高谷も呆れて口をポカンと開けている。隣に座る榊の魂が抜けそうなのに気が付いて、慌てて腕を揺さぶる。
「榊さん、気をしっかり」
「あ、ああすまん」
榊は気力を振り絞り意識を保つ。今にも椅子を蹴って立ち上がり、「破談だ」と叫んでこの部屋を飛び出したい。
「うーん、どこだったかな」
ライアンは悠長にプロジェクトのフォルダを探している。画面に映るフォルダ構造は整然としており、分からなくなるはずなどない。わざと榊の写真をアピールしているのだ。高谷は歯噛みする。
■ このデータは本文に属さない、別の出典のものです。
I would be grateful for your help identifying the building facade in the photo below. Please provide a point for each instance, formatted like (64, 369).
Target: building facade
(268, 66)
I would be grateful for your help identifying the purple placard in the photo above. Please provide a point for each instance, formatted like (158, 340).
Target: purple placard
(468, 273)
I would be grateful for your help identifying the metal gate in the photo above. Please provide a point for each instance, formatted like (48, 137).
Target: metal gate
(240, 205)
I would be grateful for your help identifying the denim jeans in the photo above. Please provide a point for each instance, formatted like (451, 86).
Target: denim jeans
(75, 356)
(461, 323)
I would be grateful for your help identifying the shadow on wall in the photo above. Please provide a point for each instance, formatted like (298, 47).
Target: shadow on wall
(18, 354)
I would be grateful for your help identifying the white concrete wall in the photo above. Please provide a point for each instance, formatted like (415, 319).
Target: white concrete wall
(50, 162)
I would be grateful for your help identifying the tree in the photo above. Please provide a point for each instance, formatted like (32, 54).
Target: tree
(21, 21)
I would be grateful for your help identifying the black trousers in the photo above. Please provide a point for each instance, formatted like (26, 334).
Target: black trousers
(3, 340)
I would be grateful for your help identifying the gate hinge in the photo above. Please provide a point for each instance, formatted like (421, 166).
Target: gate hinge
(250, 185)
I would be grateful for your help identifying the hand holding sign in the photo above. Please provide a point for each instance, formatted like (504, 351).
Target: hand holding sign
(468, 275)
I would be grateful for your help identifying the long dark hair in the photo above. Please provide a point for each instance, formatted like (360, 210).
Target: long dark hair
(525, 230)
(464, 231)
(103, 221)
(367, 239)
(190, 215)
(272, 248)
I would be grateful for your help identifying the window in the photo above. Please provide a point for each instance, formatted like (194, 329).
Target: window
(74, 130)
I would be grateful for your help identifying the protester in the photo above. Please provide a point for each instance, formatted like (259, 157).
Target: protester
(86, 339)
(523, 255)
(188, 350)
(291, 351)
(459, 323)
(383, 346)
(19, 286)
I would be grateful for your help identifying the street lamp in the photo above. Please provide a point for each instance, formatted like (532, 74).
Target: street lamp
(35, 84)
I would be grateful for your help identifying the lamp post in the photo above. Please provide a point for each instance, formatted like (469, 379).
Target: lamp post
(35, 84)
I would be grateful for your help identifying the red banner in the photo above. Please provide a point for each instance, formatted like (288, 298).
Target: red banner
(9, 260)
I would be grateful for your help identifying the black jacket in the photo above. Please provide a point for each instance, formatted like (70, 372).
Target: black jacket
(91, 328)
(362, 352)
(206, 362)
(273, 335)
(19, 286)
高谷はバッグからハンカチを取り出し、榊の額に流れる汗を軽く拭き取った。
「大丈夫ですか、榊さん」
高谷はわざと親密な様子を見せつける。それを見たライアンは、口元を緩めたまま目尻をピクリと動かす。
―やるな、結紀
―お前の嫌がらせには屈しないぞ
高谷とライアンは静かな火花を散らす。
散々デスクトップ画像をアピールして、漸くフォルダが見つかった。ライアンは自らプレゼンを始める。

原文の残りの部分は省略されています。